Cots fold up tightly for storage and packing, but their weight and size (even when folded) make them impractical for backpacking, so they’re better suited to car camping or long-term base camps.
When you’re shopping for a sleeping bag, you’ll have three primary considerations when sorting through your choices:
First, you’ll want to decide on the type of insulation you prefer in the sleeping bag. Down has the best warmth-to-weight ratio and compresses very easily, making it great for backpacking. However, unless you have a bag filled with water-resistant down, you may run into problems in damp environments since down clumps together when it’s wet and loses its insulating abilities.
Synthetic insulation, on the other hand, is going to be bulkier and heavier compared to a down bag of the same warmth, but it also retains the ability to insulate when it’s wet, and a bag with synthetic fill will generally cost less than a down sleeping bag.
First of all, you’ll want to look at the temperature ratings for each bag. If you’re strictly a summer camper, anything with a 30F and above rating will cover the bases. In cooler weather, you’ll want to be sure to select a bag that is warm enough that you’re not shivering all night.
Sleeping bags come in two basic shapes: mummy and rectangular, although there are a number of bags out there that are sporting innovative hybrid or semi-rectangular shapes. Mummy bags are ideal in winter and high altitudes because their body-contoured design maximizes warmth by keeping insulation close to your body and reducing the amount of open space your body has to heat. The narrow mummy shape also means there is less fabric and less weight to carry, which is great when you’re heading into the backcountry on foot. The downside of mummy bags is that there isn’t much room to move if you’re a fidgety sleeper. Women-specific mummy bags give you more room in the hips and are a bit narrower across the shoulders. Since women tend to sleep colder than men, women’s bags will usually include extra insulation in the foot box, chest, and hood.
Rectangular or semi-rectangular bags offer more room to move and allow you to sleep in several positions, but because they have more space, it takes more body heat to keep them toasty. Their roomier shape means they generally weigh more and use more pack space, so they are best suited to car camping or yurt trips rather than backpacking. Rectangular bags can also be fully unzipped and used as blankets for warm-weather camping.
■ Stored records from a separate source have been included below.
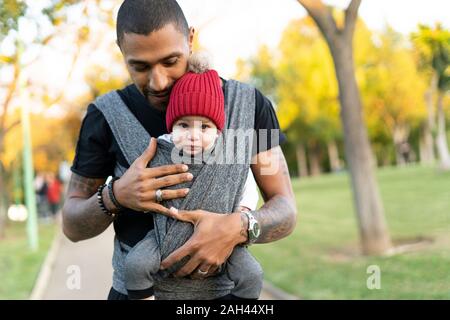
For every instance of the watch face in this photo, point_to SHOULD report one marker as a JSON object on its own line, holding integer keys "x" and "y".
{"x": 256, "y": 230}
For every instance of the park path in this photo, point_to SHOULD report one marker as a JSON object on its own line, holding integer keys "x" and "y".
{"x": 91, "y": 260}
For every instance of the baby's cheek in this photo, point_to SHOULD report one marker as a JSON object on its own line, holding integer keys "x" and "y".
{"x": 208, "y": 140}
{"x": 177, "y": 139}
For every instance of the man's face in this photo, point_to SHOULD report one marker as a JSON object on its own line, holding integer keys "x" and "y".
{"x": 155, "y": 61}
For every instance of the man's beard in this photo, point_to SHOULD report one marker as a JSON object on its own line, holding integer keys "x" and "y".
{"x": 156, "y": 101}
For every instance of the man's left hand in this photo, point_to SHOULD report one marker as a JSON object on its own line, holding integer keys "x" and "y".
{"x": 215, "y": 236}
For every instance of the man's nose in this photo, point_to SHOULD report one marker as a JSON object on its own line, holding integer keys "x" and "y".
{"x": 158, "y": 81}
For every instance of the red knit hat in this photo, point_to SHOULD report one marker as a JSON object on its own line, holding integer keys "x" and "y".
{"x": 197, "y": 94}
If you’re camping with a favored cuddle buddy, look for double-wide bags or rectangular bags that can be zipped together to create one large bag. You’ll be able to share body heat and sleep a lot warmer. Sleeping bags, just like people, don’t have to be exact matches to get together, but they do have to be compatible in the following areas: the zippers must have the same sized teeth, the zippers must be the same length, and one bag must have a right-facing zipper while the other has a left-facing zipper.